“L’Italia è benestante, i ristoranti sono tutti pieni”: il delirio senza fine di un presidente ormai al capolinea

Silvio Berlusconi e "il trucco"

“Lasciare il Pdl è come tradire la patria; l’Italia è un Paese benestante; i consumi non sono diminuiti; i ristoranti sono tutti pieni; non si trovano posti sugli aerei durante le festività; il governo è coeso; l’Italia non ha bisogno del fondo salva stati.” Queste le dichiarazioni del premier, Silvio Berlusconi, durante il G20 che si è tenuto a Cannes.

Appare sconcertante vedere con quanta falsa sicurezza il premier asserisce tali idiozie. L’Italia un paese benestante? Dove vive quest’uomo, sul pianeta Marte?

Probabilmente, il premier ha immaginato che tutte le manifestazioni, gli scioperi contro il suo governo ladro e maldestro, erano scene di un film girate nella capitale e nelle altre città italiane.

La disperazione dei lavoratori, o, ex lavoratori che rivendicano tale diritto, peraltro, sancito dalla Costituzione repubblicana, non ha per nulla sfiorato l’immaginario del cavaliere. Si comprende bene che il capo del governo, viaggia su binari che di certo non sono quelli del popolo italiano.

Se, la crisi non ha toccato l’Italia, allora qual è stata la ratio delle manovre anticrisi? L’Italia non ha bisogno di un fondo salva stato? Con tale affermazione non ha fatto altro che confermare ciò che ormai è palese a tutti, vale a dire la sua non attendibilità.
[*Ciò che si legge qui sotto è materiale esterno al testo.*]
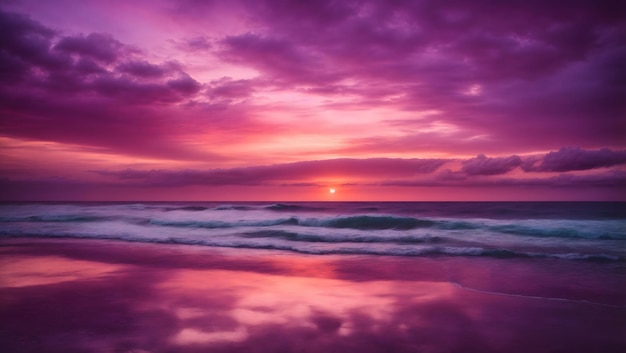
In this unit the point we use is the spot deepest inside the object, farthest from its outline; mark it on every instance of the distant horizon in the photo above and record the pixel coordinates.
(415, 100)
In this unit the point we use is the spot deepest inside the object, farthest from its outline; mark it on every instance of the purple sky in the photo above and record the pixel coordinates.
(282, 100)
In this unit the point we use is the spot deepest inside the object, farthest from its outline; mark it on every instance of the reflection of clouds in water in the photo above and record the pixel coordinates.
(322, 304)
(40, 270)
(152, 299)
(193, 336)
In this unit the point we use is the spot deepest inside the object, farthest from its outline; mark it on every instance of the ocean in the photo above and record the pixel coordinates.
(265, 277)
(586, 231)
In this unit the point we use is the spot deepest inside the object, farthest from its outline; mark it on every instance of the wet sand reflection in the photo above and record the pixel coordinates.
(87, 296)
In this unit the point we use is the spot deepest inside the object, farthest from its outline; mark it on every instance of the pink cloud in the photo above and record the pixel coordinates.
(571, 159)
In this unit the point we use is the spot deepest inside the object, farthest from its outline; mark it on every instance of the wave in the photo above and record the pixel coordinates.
(291, 207)
(558, 232)
(343, 238)
(417, 250)
(56, 218)
(351, 222)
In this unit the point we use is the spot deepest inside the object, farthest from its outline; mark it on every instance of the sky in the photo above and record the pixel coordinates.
(260, 100)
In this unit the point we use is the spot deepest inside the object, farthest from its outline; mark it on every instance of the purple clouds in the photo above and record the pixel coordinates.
(290, 92)
(570, 159)
(481, 165)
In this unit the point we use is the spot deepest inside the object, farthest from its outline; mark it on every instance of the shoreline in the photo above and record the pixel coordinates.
(90, 295)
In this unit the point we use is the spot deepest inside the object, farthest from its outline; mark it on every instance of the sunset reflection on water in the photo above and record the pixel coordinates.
(72, 296)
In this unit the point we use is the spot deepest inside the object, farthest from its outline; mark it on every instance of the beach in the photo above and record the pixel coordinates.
(77, 295)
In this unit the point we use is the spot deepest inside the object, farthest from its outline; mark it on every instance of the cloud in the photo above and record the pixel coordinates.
(257, 175)
(481, 165)
(572, 159)
(98, 46)
(141, 68)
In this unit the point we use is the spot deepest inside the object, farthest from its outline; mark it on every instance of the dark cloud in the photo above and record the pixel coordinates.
(90, 90)
(539, 68)
(228, 88)
(481, 165)
(571, 159)
(98, 46)
(141, 69)
(358, 168)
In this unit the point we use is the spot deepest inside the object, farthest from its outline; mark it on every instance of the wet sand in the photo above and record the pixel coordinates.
(68, 295)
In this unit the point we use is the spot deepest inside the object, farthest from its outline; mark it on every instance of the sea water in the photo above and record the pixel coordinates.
(592, 231)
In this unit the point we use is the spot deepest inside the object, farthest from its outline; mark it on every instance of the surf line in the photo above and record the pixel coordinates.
(580, 301)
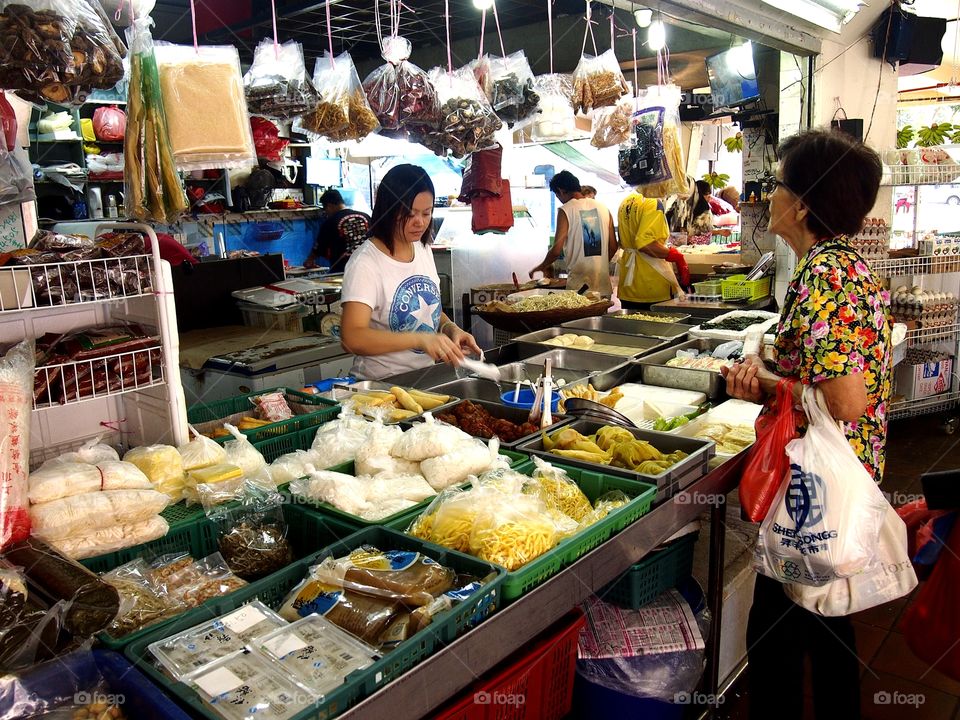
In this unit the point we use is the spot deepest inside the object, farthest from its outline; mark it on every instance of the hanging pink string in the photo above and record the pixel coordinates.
(333, 64)
(550, 29)
(276, 44)
(193, 19)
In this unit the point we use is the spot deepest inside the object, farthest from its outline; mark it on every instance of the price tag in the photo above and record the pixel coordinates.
(243, 618)
(219, 681)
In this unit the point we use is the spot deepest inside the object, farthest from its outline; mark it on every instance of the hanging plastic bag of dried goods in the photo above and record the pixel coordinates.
(276, 85)
(598, 82)
(205, 106)
(400, 93)
(512, 93)
(467, 122)
(153, 190)
(556, 119)
(58, 50)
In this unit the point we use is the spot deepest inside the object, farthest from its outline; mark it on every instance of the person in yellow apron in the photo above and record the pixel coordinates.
(646, 272)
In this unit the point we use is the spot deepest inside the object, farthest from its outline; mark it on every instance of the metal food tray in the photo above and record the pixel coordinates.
(655, 371)
(642, 345)
(503, 412)
(610, 324)
(669, 482)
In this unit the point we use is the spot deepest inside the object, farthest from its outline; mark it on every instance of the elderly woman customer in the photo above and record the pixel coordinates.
(834, 332)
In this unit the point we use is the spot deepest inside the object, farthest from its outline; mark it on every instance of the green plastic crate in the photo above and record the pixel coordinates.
(397, 521)
(445, 627)
(307, 531)
(656, 573)
(208, 412)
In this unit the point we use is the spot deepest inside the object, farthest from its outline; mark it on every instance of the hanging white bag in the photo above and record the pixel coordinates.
(890, 577)
(825, 520)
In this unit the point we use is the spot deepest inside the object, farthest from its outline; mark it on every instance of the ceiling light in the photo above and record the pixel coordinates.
(657, 36)
(829, 14)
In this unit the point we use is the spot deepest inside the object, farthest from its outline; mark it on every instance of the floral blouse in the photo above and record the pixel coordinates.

Certo che il suo perseverare in tali atteggiamenti ci lascia interdetti. Il Pdl come la patria? Che fosse un narciso, questo era noto a tutti, ma arrivare a paragonare il partito da lui fondato alla nostra meravigliosa patria, è insopportabile. Non ci stupiremo se “il fondatore dell’Italia”, decidesse la pena capitale per i traditori.
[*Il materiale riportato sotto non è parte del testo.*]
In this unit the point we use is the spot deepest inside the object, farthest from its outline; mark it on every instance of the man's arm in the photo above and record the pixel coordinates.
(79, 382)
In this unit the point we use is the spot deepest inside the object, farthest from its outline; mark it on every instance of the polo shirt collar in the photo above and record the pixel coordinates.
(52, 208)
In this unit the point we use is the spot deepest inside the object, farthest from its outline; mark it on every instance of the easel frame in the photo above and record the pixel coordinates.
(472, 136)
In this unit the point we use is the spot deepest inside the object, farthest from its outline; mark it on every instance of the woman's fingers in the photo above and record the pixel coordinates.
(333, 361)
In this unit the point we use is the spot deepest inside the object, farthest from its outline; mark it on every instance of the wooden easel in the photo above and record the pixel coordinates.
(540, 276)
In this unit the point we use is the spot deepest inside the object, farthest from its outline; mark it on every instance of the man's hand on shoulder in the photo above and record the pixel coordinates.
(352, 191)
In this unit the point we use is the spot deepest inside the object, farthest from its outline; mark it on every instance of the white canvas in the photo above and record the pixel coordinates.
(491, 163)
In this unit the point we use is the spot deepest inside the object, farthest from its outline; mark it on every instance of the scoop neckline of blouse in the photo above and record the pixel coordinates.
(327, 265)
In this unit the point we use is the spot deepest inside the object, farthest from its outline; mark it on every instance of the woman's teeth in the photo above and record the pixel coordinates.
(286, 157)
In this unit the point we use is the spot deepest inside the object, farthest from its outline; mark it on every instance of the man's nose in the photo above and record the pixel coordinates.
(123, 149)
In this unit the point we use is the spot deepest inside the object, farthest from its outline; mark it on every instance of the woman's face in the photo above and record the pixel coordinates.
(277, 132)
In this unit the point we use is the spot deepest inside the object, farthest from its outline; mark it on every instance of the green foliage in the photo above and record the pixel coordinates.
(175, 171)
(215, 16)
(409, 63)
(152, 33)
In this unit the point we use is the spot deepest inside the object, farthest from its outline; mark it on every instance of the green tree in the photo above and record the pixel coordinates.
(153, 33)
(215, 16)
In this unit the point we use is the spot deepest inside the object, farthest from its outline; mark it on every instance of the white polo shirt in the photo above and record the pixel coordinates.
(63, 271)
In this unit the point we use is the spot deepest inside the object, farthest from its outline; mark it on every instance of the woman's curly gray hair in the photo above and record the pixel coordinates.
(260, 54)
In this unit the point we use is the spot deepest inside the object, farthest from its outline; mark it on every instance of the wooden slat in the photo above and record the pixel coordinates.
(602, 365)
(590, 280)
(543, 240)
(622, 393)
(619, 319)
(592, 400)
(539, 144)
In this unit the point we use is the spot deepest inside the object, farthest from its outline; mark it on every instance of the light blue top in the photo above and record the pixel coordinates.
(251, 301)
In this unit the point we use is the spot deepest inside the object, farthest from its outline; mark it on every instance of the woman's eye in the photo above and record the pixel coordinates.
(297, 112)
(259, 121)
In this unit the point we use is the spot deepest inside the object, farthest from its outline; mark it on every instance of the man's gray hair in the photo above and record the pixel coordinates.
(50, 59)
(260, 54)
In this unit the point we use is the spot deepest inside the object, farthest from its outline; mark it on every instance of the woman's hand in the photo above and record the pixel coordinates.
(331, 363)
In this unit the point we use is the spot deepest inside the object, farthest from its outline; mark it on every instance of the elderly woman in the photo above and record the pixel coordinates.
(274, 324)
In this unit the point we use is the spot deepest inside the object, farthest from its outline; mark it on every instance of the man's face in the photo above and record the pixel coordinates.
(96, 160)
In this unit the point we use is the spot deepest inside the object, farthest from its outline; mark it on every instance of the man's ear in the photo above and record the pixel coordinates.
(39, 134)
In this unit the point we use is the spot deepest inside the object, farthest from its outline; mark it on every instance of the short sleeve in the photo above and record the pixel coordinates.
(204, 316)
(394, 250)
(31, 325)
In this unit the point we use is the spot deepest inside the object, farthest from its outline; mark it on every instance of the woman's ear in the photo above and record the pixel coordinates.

Un vecchio detto ci insegna che “la ruota della vita gira”. Alla fine del secondo conflitto mondiale, gli italiani furono considerati dai tedeschi traditori, perché si allearono con gli americani, che liberarono loro dal dominio nazista. Eppure la storia si è ripetuta. L’Italia, purtroppo si è rivelata tale ancora una volta.

Per anni il nostro “piccolo” e “grande” Cavaliere aveva giurato ” amore e fedeltà” al suo grande amico Mouammar Gheddafi, tant’è che in occasione della sua ultima visita in Italia, lo aveva accolto con tutti gli onori, offrendogli un Harem di ragazze che avrebbero deliziato le loro serate. Durante la ribellione libica, sembrerebbe che il colonnello, gli avesse chiesto aiuto; sostegno mai avuto a causa dell’indifferenza del premier.
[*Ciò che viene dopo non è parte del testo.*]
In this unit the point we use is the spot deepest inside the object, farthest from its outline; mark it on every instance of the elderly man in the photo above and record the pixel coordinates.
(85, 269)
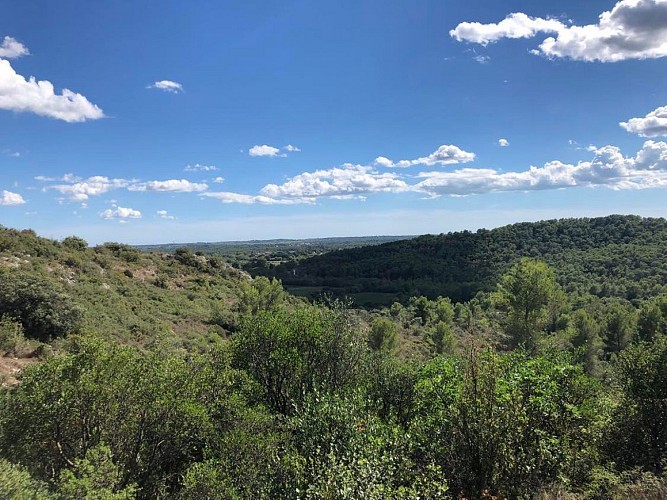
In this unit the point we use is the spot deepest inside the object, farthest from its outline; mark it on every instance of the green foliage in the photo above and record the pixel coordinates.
(17, 484)
(44, 310)
(587, 339)
(502, 425)
(11, 335)
(95, 477)
(383, 335)
(527, 294)
(154, 412)
(652, 319)
(349, 453)
(262, 294)
(620, 326)
(638, 436)
(75, 243)
(292, 353)
(614, 256)
(442, 337)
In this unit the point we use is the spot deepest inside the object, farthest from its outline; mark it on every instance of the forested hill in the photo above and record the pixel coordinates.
(623, 256)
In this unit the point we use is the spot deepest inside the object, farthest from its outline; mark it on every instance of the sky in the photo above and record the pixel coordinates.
(160, 122)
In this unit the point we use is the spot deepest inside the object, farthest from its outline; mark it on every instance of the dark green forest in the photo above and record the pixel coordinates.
(615, 256)
(542, 374)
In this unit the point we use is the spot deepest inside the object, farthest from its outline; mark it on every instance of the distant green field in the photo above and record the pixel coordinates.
(362, 299)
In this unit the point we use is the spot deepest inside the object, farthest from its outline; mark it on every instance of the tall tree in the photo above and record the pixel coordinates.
(526, 295)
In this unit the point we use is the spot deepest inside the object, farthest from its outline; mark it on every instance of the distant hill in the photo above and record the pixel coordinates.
(624, 256)
(114, 289)
(256, 255)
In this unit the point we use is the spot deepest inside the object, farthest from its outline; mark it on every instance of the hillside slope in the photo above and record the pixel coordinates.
(114, 290)
(617, 255)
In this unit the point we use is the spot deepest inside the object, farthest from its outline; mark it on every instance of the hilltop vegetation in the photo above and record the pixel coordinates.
(175, 375)
(53, 288)
(615, 256)
(257, 256)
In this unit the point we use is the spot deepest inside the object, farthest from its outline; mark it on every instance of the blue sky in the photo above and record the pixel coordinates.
(211, 121)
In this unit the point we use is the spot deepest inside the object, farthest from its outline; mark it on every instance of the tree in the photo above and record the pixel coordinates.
(44, 311)
(442, 338)
(383, 335)
(638, 435)
(261, 294)
(526, 294)
(619, 327)
(293, 353)
(587, 338)
(502, 425)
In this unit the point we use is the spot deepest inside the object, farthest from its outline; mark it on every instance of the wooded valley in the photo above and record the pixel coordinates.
(528, 361)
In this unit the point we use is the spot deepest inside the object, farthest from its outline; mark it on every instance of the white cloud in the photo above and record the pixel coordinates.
(444, 155)
(12, 48)
(633, 29)
(171, 185)
(167, 86)
(120, 213)
(263, 150)
(516, 25)
(8, 199)
(163, 214)
(228, 197)
(383, 161)
(653, 124)
(608, 168)
(271, 151)
(20, 95)
(200, 168)
(81, 190)
(339, 181)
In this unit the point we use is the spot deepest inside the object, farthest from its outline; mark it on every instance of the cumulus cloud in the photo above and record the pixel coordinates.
(653, 124)
(163, 214)
(12, 48)
(608, 168)
(444, 155)
(271, 151)
(339, 181)
(516, 25)
(120, 213)
(171, 185)
(263, 150)
(632, 29)
(229, 197)
(167, 86)
(80, 190)
(31, 96)
(200, 168)
(8, 199)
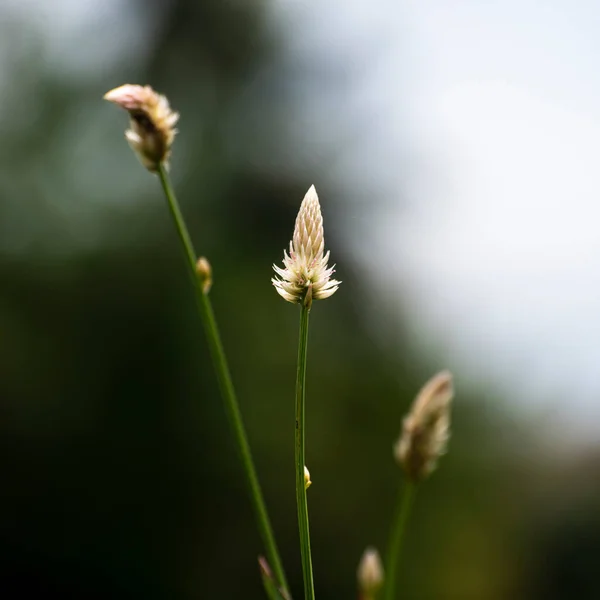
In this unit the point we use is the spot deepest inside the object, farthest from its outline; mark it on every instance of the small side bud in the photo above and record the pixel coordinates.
(151, 120)
(369, 573)
(426, 428)
(204, 273)
(307, 481)
(306, 275)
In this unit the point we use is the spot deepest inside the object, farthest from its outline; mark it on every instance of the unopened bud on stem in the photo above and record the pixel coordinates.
(426, 428)
(152, 123)
(369, 574)
(307, 481)
(306, 276)
(204, 273)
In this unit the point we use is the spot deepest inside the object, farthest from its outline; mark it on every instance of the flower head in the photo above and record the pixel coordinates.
(152, 122)
(426, 429)
(370, 573)
(306, 275)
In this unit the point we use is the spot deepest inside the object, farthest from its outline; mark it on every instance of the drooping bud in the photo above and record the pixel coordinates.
(204, 272)
(369, 573)
(426, 428)
(269, 581)
(306, 275)
(152, 123)
(307, 481)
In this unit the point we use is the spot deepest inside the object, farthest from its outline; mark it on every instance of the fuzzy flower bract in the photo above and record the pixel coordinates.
(426, 428)
(152, 123)
(306, 275)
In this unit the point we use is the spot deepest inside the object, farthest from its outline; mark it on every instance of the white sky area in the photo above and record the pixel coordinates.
(479, 140)
(486, 128)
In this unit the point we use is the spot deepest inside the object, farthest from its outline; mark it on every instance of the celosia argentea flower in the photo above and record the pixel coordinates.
(152, 123)
(306, 275)
(426, 428)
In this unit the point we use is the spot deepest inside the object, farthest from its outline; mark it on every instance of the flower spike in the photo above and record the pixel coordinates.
(306, 275)
(152, 123)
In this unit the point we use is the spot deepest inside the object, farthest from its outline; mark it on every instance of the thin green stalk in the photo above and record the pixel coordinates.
(403, 508)
(309, 592)
(225, 384)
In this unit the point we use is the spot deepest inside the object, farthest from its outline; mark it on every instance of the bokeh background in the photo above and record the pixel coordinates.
(454, 145)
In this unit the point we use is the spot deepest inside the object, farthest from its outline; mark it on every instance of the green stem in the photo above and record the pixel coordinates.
(226, 386)
(309, 592)
(403, 508)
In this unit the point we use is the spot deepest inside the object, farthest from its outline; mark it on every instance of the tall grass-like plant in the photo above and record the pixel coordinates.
(305, 277)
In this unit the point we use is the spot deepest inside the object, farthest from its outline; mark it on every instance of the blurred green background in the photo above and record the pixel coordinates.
(119, 475)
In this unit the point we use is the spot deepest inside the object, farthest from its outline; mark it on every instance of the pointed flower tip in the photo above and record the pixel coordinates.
(306, 275)
(152, 122)
(426, 428)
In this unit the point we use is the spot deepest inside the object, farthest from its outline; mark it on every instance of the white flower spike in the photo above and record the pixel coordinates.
(426, 428)
(306, 275)
(151, 121)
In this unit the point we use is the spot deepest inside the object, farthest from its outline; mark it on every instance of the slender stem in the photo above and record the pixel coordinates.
(226, 386)
(309, 592)
(403, 508)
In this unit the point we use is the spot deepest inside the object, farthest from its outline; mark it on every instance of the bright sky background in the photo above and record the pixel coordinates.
(477, 132)
(486, 129)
Gheddafi, lo accusò d’essere un traditore. Si sa che nella vita ” chi di spada ferisce, di spada perisce”, ed è quello che si sta verificando in casa Pdl. Il governo vacilla, alcuni dei suoi “burattini” l’hanno abbandonato, preferendo l’UDC.

Se la fuga dal Pdl continuerà, potrà il premier seguitare a mentire anche dinanzi all’evidenza? Sarebbe interessante sapere per quali poltrone, messe in palio dall’UDC, questi ultimi, hanno tradito Berlusconi, che fino ad oggi è stato un padre, un protettore eccellente dei loro interessi.

L’unica cosa certa è che si sono aperte le danze e che la campagna acquisti per le imminenti elezioni è già iniziata.

La bagarre cui stiamo assistendo, tra i leader del PD e il giovane don Chisciotte, sindaco di Firenze, non è altro che l’antipasto di queste tormentate future elezioni.